SFU paleontologist Bruce Archibald, who spent the last decade investigating the question, says he and his colleagues may have finally found the answer: it’s the difference in temperature variation between the two climatic zones.

The climate is obviously warmer in the tropics, but it’s not that simple, says Archibald. There’s not only more heat and light in the tropics, but also much lower seasonal variation in temperature, or seasonality, where the average temperature of the hottest and coolest month may vary by only a few degrees.

“These factors tend to change together as you travel away from the equator toward the poles,” he explains, “leaving it difficult to separate their individual effects on diversity.” 

But Archibald and his colleagues found a way.
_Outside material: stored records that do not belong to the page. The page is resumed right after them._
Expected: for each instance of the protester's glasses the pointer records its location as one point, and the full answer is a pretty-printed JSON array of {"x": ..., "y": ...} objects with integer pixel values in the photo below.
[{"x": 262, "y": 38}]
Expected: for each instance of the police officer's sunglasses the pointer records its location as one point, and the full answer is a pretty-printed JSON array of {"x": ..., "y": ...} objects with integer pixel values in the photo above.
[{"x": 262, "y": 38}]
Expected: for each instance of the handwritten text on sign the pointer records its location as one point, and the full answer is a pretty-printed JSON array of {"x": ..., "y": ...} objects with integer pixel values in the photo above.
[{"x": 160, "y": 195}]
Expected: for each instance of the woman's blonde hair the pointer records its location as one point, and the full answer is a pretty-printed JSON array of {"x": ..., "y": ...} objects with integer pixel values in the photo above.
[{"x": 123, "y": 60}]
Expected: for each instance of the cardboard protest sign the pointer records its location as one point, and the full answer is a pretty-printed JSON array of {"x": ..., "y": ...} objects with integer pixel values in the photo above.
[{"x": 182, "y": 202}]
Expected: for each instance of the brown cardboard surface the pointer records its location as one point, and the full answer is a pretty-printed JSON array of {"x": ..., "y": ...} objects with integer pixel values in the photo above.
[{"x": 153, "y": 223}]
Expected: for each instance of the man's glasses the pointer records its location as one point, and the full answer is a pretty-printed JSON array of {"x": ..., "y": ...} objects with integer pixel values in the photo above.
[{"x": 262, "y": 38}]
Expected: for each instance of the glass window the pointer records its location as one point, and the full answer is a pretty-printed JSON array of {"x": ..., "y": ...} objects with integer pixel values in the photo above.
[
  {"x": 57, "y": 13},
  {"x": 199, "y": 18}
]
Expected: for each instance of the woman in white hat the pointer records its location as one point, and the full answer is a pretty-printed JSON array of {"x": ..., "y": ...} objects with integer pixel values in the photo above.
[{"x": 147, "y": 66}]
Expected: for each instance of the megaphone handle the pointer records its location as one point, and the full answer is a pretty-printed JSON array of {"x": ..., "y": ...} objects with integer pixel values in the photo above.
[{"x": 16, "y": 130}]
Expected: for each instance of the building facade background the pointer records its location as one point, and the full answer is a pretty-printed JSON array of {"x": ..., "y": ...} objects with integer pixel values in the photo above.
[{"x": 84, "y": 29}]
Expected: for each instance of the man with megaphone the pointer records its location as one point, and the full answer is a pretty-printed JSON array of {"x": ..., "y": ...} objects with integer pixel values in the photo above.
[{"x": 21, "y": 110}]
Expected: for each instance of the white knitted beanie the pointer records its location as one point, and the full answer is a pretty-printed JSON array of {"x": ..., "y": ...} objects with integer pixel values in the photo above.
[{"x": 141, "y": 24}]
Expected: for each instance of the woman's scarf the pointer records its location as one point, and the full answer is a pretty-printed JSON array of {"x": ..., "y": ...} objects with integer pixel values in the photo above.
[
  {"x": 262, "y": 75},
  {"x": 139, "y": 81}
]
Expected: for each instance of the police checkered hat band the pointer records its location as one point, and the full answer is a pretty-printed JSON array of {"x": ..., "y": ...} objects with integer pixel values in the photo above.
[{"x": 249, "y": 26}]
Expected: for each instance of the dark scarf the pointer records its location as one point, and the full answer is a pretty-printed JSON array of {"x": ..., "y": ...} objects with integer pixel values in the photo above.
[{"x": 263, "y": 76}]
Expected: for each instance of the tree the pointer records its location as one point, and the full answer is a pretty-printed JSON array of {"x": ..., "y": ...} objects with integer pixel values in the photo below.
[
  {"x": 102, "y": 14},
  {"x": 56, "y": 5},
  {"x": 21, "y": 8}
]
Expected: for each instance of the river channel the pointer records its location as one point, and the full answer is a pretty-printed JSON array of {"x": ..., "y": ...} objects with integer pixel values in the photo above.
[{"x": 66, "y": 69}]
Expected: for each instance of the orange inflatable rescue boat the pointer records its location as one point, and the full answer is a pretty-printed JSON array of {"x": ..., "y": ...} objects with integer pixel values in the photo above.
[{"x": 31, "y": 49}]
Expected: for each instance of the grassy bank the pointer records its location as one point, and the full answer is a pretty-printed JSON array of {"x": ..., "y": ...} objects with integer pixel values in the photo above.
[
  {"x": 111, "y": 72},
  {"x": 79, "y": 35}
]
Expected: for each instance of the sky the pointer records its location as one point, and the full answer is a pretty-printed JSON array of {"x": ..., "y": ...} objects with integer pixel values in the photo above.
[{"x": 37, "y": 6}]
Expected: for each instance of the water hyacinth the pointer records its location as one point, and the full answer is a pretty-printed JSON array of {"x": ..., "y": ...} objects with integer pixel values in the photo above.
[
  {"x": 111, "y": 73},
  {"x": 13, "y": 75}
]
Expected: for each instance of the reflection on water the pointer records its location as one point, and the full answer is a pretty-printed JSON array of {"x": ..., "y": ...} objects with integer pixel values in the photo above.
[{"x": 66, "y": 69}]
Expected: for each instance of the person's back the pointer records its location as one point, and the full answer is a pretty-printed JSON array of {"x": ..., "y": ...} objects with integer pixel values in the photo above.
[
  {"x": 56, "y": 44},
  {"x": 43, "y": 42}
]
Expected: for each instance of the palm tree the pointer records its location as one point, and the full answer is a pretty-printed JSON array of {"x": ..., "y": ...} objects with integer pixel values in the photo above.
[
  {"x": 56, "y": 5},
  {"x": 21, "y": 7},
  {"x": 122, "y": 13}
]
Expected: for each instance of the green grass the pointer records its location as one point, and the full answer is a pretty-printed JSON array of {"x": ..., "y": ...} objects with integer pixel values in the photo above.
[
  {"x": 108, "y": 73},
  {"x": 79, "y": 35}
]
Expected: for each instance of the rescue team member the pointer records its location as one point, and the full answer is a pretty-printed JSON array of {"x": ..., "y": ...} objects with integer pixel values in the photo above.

They began by trapping insects in both Costa Rica’s hot, low-seasonality jungles and in Harvard University’s cool, high-seasonality research forest in Massachusetts.

Then, to isolate the possible effects of heat and light from seasonality, they compared the contemporary insect samples with fossilized insects from the 53-million-year-old (Eocene age) McAbee fossil beds near Cache Creek, B.C. The area back then had an average yearly temperature similar to that of southern B.C. today, but with low seasonality like the current tropics, says Archibald. 

The scientists’ eureka moment came when they found that the McAbee fossil record indicates an insect diversity at least as high as today’s Costa Rican tropical forests.  
“This indicates that it’s low seasonality, not greater heat and light, that promotes the modern tropics’ high diversity,” explains Archibald. 

Their findings also imply that the world may be less diverse now than it was 50 million years ago, when low seasonality extended globally into high latitudes. 
Archibald’s team’s research was published this month in the journal Paleobiology.